O valor total das dívidas acumuladas pelos gaúchos chega a R$ 23,9 bilhões, refletindo os impactos da inflação, desemprego e, especialmente, das catástrofes climáticas recentes, que afetaram diretamente a renda de milhares de famílias.
O perfil da dívida é variado, mas cartões de crédito, empréstimos pessoais e contas básicas, como água, luz e telefonia, estão entre os principais fatores que levaram os consumidores ao endividamento. Economistas apontam que a situação financeira de muitas famílias se agravou após a perda de bens, moradias e empregos durante as enchentes que atingiram o estado nos últimos meses.
A inadimplência elevada também impacta negativamente o comércio e o setor de serviços, que registram queda no consumo e maior cautela na concessão de crédito. Diante do cenário, entidades como a Fecomércio-RS e o Procon reforçam a importância de medidas de renegociação de dívidas e educação financeira.

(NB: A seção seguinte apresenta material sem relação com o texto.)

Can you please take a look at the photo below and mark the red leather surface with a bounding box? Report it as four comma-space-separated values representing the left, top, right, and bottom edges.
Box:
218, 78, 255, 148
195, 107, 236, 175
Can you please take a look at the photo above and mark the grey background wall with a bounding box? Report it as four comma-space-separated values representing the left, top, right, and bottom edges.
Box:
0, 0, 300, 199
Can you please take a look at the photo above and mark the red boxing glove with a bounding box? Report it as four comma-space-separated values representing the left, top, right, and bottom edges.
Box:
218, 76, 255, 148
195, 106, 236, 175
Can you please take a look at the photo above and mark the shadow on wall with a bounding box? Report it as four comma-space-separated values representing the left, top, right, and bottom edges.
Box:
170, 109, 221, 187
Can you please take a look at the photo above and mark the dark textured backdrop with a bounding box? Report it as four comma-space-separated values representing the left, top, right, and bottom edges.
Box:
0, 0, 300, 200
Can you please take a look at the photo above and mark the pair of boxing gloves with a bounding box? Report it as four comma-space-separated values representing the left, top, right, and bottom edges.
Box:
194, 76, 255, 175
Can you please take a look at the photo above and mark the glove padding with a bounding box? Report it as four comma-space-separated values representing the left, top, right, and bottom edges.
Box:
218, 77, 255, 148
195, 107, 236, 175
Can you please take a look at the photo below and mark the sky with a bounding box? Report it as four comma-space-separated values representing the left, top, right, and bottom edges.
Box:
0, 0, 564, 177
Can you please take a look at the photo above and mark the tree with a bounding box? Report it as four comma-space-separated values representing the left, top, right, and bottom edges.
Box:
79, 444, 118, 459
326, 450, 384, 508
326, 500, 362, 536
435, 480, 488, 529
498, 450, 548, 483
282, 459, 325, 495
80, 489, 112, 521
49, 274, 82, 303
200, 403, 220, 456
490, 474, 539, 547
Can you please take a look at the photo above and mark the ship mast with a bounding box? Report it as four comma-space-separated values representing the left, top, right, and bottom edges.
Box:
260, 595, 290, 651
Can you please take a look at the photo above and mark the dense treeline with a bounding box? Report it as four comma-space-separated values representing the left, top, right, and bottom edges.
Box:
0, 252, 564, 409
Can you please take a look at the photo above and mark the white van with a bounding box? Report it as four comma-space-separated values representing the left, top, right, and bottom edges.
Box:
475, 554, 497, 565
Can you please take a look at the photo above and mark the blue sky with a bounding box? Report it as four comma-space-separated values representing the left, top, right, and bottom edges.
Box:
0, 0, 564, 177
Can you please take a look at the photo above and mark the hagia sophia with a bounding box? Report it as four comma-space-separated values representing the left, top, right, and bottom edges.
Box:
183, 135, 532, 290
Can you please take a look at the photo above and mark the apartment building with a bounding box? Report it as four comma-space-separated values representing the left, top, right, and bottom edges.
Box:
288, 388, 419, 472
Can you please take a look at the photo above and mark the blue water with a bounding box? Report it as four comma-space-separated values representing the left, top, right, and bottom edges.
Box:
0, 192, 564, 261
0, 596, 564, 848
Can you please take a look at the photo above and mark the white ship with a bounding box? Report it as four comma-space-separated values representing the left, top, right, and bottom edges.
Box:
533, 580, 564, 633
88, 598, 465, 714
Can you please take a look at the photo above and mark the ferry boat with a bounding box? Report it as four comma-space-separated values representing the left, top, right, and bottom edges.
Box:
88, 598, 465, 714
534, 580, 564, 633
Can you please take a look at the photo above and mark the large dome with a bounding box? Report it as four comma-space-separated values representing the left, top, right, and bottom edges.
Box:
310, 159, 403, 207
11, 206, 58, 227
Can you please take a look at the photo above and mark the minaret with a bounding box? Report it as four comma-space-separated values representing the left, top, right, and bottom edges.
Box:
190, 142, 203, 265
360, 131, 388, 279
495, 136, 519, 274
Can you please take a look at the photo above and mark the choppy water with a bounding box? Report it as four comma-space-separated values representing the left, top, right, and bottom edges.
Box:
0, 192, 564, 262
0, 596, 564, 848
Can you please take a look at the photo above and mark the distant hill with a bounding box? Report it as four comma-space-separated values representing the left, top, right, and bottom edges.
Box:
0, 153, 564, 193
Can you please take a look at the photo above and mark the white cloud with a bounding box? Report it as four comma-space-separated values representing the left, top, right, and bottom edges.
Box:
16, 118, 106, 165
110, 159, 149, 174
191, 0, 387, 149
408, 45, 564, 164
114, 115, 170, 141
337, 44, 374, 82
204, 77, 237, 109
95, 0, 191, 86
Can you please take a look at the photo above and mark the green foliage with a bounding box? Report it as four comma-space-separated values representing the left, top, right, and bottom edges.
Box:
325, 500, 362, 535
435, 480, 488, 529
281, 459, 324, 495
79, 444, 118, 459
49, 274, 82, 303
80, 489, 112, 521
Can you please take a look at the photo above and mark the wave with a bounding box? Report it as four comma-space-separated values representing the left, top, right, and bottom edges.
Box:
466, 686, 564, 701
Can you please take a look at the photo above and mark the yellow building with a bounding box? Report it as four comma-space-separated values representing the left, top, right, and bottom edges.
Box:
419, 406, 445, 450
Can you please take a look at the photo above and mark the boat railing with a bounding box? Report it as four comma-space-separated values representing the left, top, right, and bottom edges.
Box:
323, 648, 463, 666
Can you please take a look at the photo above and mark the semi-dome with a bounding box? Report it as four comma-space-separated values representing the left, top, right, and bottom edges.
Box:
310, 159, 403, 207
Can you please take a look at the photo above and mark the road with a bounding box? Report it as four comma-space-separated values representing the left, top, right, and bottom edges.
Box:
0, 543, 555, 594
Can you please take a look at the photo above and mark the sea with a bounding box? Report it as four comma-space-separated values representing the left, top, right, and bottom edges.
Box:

Alguns bancos e instituições já iniciaram campanhas de negociação com condições especiais para os atingidos pelas chuvas, com parcelamentos e descontos em juros. O governo estadual e prefeituras também estudam ações emergenciais para apoiar os consumidores mais vulneráveis.
A expectativa é de que, com apoio financeiro e a retomada gradual da atividade econômica, a taxa de inadimplência possa começar a cair nos próximos meses.